The U-Boat – later found to be the U-559 – was located by HMS Petard, which immediately launched an attack. It took almost 10 hours of fighting for the sub to be forced to the surface, but it eventually appeared in the destroyer’s search lights at around 10.40 pm. The crew were evacuated and placed under arrest, but not before they had scuttled the sub. Knowing there could be important information inside, Petard’s Captain, Lt Commander Mark Thorton, asked for volunteers to search the damaged vessel.

Three men, who must by this time have been physically and mentally exhausted, accepted the risk: Lieutenant Francis Fasson of Jedburgh, Able Seaman Colin Grazier from Tamworth and, just 16 years of age, NAAFI canteen assistant Tommy Brown. Jumping naked into the freezing ocean, they swam to the stricken sub. Fasson and Grazier went inside to search for anything which might prove useful, managing to pass books and documents to Brown, who stayed on the conning tower. But the U-559 finally went under, and Fasson and Grazier were unable to escape in time.  

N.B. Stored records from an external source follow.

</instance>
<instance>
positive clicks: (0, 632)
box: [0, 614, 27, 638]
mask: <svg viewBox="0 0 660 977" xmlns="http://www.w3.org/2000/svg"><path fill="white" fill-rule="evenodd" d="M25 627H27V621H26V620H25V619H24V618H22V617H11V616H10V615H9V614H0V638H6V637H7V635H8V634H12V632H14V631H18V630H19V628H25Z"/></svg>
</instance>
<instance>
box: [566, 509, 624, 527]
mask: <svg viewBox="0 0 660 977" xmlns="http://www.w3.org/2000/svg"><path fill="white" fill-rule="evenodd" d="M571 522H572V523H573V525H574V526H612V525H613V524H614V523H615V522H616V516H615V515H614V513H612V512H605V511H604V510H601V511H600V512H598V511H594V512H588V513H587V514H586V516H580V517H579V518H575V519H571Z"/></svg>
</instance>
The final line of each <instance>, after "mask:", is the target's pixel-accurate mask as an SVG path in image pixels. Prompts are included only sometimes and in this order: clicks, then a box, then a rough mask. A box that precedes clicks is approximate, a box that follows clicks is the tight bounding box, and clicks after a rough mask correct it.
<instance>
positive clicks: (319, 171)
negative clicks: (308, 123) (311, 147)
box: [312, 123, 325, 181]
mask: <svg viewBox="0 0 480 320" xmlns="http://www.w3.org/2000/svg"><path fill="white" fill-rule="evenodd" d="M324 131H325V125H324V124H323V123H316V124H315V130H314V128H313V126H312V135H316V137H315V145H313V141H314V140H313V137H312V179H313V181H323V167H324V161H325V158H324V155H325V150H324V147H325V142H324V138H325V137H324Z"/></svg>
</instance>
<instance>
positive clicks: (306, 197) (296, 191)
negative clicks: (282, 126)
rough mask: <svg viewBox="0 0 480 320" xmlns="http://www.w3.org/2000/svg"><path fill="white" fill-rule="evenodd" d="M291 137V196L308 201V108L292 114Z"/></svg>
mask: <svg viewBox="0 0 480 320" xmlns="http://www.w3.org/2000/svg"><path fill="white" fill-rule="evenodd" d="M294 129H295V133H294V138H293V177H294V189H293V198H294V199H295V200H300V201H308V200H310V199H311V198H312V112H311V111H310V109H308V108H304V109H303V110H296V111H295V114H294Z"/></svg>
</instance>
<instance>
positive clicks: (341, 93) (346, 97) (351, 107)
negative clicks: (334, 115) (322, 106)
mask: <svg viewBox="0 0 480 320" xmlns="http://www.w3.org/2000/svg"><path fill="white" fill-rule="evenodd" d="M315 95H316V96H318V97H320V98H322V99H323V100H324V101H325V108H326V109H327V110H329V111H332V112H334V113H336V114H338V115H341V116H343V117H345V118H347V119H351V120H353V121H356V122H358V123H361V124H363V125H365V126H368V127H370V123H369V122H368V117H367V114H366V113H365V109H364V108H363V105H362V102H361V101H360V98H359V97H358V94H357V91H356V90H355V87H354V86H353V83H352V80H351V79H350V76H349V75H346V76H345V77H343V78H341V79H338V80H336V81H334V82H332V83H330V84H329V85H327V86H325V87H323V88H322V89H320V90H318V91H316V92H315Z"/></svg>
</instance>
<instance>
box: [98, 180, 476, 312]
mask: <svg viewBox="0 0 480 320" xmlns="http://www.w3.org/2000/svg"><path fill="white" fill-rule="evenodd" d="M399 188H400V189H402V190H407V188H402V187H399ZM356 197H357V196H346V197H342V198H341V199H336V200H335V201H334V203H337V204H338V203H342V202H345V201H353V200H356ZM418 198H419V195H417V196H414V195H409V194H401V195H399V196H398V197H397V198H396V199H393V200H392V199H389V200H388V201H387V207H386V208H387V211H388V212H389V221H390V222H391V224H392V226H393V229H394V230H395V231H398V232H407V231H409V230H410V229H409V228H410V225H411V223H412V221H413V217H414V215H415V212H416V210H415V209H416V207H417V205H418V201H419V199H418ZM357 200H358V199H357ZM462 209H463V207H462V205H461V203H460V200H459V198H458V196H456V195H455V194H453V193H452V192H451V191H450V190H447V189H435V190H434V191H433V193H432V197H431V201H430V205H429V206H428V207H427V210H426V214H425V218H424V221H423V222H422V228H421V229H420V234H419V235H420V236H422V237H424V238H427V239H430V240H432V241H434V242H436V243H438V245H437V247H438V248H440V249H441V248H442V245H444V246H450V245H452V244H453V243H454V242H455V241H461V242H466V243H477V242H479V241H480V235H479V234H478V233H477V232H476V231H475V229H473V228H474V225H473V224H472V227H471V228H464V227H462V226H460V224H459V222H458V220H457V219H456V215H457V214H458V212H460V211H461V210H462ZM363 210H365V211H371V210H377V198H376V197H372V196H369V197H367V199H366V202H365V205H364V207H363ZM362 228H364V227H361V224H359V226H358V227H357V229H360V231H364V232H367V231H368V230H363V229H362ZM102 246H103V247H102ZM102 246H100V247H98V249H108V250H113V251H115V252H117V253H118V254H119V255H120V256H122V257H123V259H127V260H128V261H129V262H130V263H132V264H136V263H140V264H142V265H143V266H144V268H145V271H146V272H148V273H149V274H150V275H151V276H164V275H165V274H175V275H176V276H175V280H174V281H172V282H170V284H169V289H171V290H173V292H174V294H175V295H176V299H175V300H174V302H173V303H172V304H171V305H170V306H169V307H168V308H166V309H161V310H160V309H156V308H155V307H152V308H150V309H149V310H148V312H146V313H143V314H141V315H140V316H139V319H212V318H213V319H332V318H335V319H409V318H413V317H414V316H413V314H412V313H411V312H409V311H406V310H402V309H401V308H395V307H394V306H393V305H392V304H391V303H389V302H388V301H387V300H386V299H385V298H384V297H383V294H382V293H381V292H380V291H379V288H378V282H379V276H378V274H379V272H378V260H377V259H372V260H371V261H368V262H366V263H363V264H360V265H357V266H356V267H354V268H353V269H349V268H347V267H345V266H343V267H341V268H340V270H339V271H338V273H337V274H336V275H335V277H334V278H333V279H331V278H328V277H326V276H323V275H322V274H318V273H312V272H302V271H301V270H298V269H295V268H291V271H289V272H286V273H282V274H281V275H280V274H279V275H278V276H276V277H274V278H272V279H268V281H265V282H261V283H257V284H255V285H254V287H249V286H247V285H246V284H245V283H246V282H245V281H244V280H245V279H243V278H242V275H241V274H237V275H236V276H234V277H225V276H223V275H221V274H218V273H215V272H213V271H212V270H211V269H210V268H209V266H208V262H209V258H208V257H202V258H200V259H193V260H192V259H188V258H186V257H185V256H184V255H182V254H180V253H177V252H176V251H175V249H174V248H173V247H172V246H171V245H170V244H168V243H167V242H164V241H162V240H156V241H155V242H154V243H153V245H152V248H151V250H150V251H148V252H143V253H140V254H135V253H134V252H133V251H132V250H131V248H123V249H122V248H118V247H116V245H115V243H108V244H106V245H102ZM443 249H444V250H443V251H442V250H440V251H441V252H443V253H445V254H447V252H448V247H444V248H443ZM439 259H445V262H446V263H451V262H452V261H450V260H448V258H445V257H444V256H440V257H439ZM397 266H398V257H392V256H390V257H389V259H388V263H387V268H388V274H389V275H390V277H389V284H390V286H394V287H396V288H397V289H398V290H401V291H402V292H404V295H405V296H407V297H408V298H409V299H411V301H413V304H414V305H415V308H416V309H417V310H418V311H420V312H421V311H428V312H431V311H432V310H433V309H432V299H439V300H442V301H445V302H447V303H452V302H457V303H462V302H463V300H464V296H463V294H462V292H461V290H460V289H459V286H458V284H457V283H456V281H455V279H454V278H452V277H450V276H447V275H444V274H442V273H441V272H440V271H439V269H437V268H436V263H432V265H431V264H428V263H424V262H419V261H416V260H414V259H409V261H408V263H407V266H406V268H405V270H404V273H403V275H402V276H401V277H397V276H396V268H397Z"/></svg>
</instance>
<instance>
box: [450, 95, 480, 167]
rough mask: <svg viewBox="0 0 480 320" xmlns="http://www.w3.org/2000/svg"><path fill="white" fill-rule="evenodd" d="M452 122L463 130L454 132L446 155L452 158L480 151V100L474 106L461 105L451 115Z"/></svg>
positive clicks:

They had, however, changed the course of the war, because the books they passed to HMS Petard contained code keys to the now-famous German Enigma machine.

Enigma was used to encrypt Nazi messages and was so sophisticated that it was calculated the odds of breaking the code without a key were 150 million million million to one. It had been invented as a commercial device in 1923, but was picked up and refined by the German military, who believed its ciphers to be unbreakable. The Poles, with their knowledge of German engineering industry, had managed to re-create an Enigma machine as early as 1933, and had had some success in reading the Wehrmacht’s messages. But, come the Second World War, analysts were unable to break the stream of information sent by German forces on land, sea and air.

It took three weeks for the code books taken by HMS Petard to reach Bletchley Park, the secret base set up by the British government to intercept and crack enemy communications. But because of the books, analysts at Bletchley were finally able to break the codes used by the Germans to plan U-Boat attacks. The breakthrough occurred on 13 December 1942, and within an hour of the news being given to the submarine tracking unit the position of 15 U-Boats in the Atlantic had been revealed.

It has been said that the war was shorted by as much as two years because of the actions of Fasson, Grazier and Brown, with countless lives saved. Certainly the number of British vessels sunk in the months following the discovery was halved. However, with anything to do with Bletchley Park being subject to the Official Secrets Act, their heroism was not widely publicised and they did not get the recognition they so deserved.

Lieutenant Fasson and Colin Grazier were recommended for posthumous Victoria Crosses but, as they did not actually die ‘in the face of the enemy’, were instead awarded the George Cross. Tommy Brown was awarded the George Medal. Tragically, he was killed in a house fire in North Shields in 1945.

Today Tamworth has begun to acknowledge the debt owed to Colin Grazier and his comrades, and visitors to the town might find themselves on Grazier Avenue, Fasson Close, Brown Avenue, Bletchley Drive or Petard Close. A memorial to the men has also been built in Church Square, where a service is held on Colin Grazier Memorial Day.